You'll never look at your travel-sized liquids containers the same way again.
We’ve all been there: It’s the beginning of a long-haul international flight, you’re settling in with your noise-canceling headphones, fully loaded kindle, and complimentary plastic cup of wine just before meal service is about to start. You’re mulling over the choices on the in-flight meal menu: meat and potatoes or cheese ravioli? With the reputation that airline food has, this may be one of the most difficult decisions of your entire vacation.
Fret no more! We’ve rounded up our tips for hacking your airline meals to make them more flavorful, learning how to choose the best in-flight food options, or what to pack in your carry-on so that you can turn your tray table into a prep table.
1. Spice Up Your Life
Flying can dull your senses. The dry cabin air lessens your sense of smell—a crucial part of eating. While in the air, our sweet and salty senses can be decreased by up to 30 percent just because of the background noise from the plane engines. When airline chefs create your in-flight meals, they taste-test them in a hyperbaric chamber, which are essentially pressurized rooms that offer the same type of dining environment as the flight cabin. Even taking decreased senses into account, airplane food still winds up bland.
We recommend turning a standard weekly pill organizer into an on-hand spice rack. Think sea salt, paprika, cinnamon, or Tajin, the popular Mexican condiment of chili, lime, and salt. In a pinch, ask for extra pretzels or peanuts—you can easily crush them and sprinkle them over your dinner for some added crunch and salt.
2. Keep Hot Sauce in Your Bag
No, really, use some of your carry-on liquid allowance for things like hot sauce, or even harissa. These condiments are essential if a spongy, flavorless omelet is your only breakfast option. You can also expand your liquid allotment to include olive oil (fat = flavor!), honey for your tea, or even bring a vial of truffle oil. Hell, bring a small container of ranch if that’s what you’re into.

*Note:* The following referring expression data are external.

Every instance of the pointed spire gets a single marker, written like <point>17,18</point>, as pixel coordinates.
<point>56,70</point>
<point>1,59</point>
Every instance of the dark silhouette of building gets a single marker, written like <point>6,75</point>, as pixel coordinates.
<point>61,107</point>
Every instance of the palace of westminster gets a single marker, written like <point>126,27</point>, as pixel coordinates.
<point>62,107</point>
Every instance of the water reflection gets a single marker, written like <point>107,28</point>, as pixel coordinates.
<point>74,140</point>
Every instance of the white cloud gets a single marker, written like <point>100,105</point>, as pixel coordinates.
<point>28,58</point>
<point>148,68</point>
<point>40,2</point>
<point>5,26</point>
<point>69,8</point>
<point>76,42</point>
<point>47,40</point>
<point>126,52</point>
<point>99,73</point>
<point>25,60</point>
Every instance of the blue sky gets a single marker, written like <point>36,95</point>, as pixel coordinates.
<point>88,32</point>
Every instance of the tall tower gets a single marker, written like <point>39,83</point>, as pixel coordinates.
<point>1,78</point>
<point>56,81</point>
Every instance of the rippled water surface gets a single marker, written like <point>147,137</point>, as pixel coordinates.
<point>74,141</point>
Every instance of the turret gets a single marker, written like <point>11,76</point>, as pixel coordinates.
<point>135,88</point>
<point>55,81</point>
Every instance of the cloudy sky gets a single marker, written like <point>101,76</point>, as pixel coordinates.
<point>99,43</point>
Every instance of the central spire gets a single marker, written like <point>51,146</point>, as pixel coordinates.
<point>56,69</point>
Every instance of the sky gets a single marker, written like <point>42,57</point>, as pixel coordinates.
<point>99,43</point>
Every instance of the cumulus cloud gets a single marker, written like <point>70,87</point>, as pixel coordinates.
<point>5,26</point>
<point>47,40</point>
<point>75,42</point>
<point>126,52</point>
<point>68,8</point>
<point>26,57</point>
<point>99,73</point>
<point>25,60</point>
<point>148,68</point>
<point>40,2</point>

If you’re in desperate need of some additional flavor and forgot your hot sauce arsenal on the ground, ask for extra tabs of butter and melt them onto your food for some added flavor and salt.
3. Just Add Water
Rather than grabbing an egg McMuffin before getting on a 10-hour flight, stick a few packets of oatmeal into your carry-on and ask for an empty coffee cup and some hot water once you're in the air. If you’ve managed to pack some trail mix, stir it in for added protein.
If you’re prone to sickness when flying, a thermos is your best friend. Make your own tea by chopping up ginger, turmeric, and lemon before leaving home and storing them in a thermos. Stop by a coffee stand or bar before boarding and ask for the thermos to be filled with hot water (once you’re past security of course!), or fill er’ up once you get in the air. If you can’t commit to thinking ahead with fresh tea, pack your favorite fancy tea bags.
On the occasion that you’re boarding a flight when you’re already feeling under the weather, pack your thermos with a spoonful of miso paste and some veggies. Add hot water and you’ve got miso soup on the fly.
4. Stock Up
Sometimes, dietary restrictions or a constant need to be snacking means that airline food and odd meal times don’t sync with your dining habits. This is when you’ll need to rely more heavily on planning ahead.
Stock up on portable protein-heavy snacks, which will keep you full when dairy or gluten-free meals aren’t an option or the snack service isn’t frequent enough. Think peanut or almond butter packets for banana chips, crackers, apple slices, or pretzels. Some companies make travel-sized containers of hummus that are a perfect dip for free pretzels (or whatever crackers and veggies you’ve managed to bring). Siggi’s also makes liquid restriction-compliant yogurt pouches for a grown-up high-protein version of Go-Gurt. Whatever you do, leave the stinky hard-boiled eggs and tuna sandwiches at home (please).
5. Know What to Choose
If you’re not very good at planning ahead or can’t spare any liquid ounces for some Tapatío, go for saucy dishes rather than big cuts of meat when the meal cart rolls around. Food tends to dry out in the air because of the lack of humidity, but saucy dishes like pasta or curries will maintain some integrity after the cooking, freezing, and reheating process. When it comes to what tastes better, choosing meals that tap into your umami flavor receptors like mushrooms, tomatoes, or soy sauce will be more enjoyable than their simpler counterparts.
If you’ve got the cash to spare, you can hack your airline meal by choosing an airline that pays more attention to the food it serves like Singapore Airlines or Air France. If those airlines don’t fly to your destination, some offer reasonable upgrades for better food or access to airport lounges that offer fresh fruit and name brand snacks before boarding.